LONE TREE, Colo. — At Tiger Rock Martial Arts of Lone Tree, there is a "can do" attitude and instructors Chris Johnson and Clint Asay are leading the fight.
"Repeat after me: It’s always easier to pull people down than it is to lift them up," owner and instructor Clint Asay told a group of students. "But we take that challenge to lift our teammates up. We know that that’s harder! How do we lift? We cheer, we high five, we motivate!"
"One of our goals is that we’re trying to create humble, hungry, happy warriors for life," Asay said.
These warriors are students of the Douglas County Bridge Program, which teaches 18- to 21-year-old people with developmental and physical disabilities transitional skills to lead more independent lives.
"These guys embraced all of our students, they make them feel powerful, they make them feel confident and they give them an opportunity to do something that they probably wouldn’t be able to do," said Zanna Broussard, a registered behavior technician for the Douglas County Transition Bridge Program.
Each week, Clint and Chris give their time to teach martial arts, discipline and exercise to the special group of students. It turns out, the skills they teach in class are just a small part of the lesson.
"For us, it’s an opportunity to work with this group and give them some of the tools that make them feel stronger and more confident and happy with their life," Asay said.
The dojo has become the students' home away from home, using workouts to build lifelong bonds.

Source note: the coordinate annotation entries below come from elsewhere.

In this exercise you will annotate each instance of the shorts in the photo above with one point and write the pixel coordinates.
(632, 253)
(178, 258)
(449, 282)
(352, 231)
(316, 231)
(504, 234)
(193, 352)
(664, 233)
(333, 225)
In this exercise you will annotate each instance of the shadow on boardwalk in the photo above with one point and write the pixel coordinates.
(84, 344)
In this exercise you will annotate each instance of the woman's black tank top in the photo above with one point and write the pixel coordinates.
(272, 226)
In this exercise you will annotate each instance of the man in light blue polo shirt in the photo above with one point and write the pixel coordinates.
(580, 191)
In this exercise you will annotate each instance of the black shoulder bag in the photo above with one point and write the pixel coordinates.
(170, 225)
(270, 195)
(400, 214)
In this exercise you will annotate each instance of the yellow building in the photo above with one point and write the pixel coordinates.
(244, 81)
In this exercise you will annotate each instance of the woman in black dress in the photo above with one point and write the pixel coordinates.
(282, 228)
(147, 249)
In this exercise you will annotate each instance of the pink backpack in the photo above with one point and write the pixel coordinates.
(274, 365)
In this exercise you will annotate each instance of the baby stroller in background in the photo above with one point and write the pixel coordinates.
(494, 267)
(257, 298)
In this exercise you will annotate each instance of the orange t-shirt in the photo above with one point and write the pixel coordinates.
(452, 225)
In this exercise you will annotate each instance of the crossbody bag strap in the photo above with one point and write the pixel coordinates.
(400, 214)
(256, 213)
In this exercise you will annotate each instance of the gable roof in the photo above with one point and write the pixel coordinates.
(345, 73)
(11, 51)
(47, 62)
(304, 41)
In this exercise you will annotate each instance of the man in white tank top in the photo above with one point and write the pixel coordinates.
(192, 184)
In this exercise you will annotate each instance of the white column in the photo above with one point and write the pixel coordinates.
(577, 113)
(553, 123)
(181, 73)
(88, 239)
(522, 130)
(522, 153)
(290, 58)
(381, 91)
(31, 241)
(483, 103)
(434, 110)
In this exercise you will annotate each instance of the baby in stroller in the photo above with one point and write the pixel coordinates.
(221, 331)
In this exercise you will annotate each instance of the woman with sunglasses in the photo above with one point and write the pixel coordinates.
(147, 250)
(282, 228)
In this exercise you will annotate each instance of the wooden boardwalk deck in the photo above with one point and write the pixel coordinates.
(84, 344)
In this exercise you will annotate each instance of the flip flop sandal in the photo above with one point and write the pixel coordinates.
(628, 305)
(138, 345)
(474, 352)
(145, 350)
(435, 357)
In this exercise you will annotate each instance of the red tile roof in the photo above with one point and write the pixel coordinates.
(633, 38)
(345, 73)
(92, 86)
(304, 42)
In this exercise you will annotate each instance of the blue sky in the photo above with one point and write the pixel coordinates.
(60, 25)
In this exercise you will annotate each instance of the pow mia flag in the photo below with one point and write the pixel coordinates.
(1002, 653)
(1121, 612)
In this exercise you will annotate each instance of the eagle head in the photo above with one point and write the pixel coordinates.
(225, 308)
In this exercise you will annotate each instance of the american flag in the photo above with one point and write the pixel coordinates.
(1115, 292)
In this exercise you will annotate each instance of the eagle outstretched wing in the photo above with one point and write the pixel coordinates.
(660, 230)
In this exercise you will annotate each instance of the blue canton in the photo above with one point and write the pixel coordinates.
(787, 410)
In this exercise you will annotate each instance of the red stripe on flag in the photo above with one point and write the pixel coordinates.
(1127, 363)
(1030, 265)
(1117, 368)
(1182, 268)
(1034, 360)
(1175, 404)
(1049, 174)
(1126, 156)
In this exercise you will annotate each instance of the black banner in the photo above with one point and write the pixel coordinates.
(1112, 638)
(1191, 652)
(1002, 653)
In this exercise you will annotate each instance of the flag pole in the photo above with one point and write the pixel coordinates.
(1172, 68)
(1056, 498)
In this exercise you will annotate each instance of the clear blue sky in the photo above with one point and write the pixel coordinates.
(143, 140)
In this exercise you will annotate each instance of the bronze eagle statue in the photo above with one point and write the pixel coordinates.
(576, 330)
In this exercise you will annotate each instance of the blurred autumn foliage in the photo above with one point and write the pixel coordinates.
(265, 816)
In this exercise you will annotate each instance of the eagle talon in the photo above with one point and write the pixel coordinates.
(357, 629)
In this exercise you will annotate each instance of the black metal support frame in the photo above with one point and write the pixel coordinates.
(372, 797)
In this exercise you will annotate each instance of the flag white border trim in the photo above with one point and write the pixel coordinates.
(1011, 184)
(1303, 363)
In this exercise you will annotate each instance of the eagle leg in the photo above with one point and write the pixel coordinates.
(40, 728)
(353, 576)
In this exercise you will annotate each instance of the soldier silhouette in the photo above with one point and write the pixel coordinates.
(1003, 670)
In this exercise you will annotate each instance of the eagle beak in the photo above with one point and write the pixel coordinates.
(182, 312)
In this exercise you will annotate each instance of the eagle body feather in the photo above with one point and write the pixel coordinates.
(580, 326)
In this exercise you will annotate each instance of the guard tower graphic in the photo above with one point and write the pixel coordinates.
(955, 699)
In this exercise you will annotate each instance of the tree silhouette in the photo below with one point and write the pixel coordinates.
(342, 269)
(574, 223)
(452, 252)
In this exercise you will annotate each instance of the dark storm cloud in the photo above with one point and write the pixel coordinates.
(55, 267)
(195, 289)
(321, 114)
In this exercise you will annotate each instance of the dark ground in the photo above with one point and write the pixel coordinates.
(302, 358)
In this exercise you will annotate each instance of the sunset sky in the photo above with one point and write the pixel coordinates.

"They’re entirely special because they’re kind of like my second family for me personally here," said 19-year-old Matthew Campbell.
Coaches Clint and Chris have learned some pretty big lessons, too.
"I’ve learned to be a better person, not only an instructor but just a better man in general," Chris Johnson said.
"That light that’s in their eyes, that just radiates and you can’t help but absorb some of that into your own life and realize what’s really important to you," Asay added.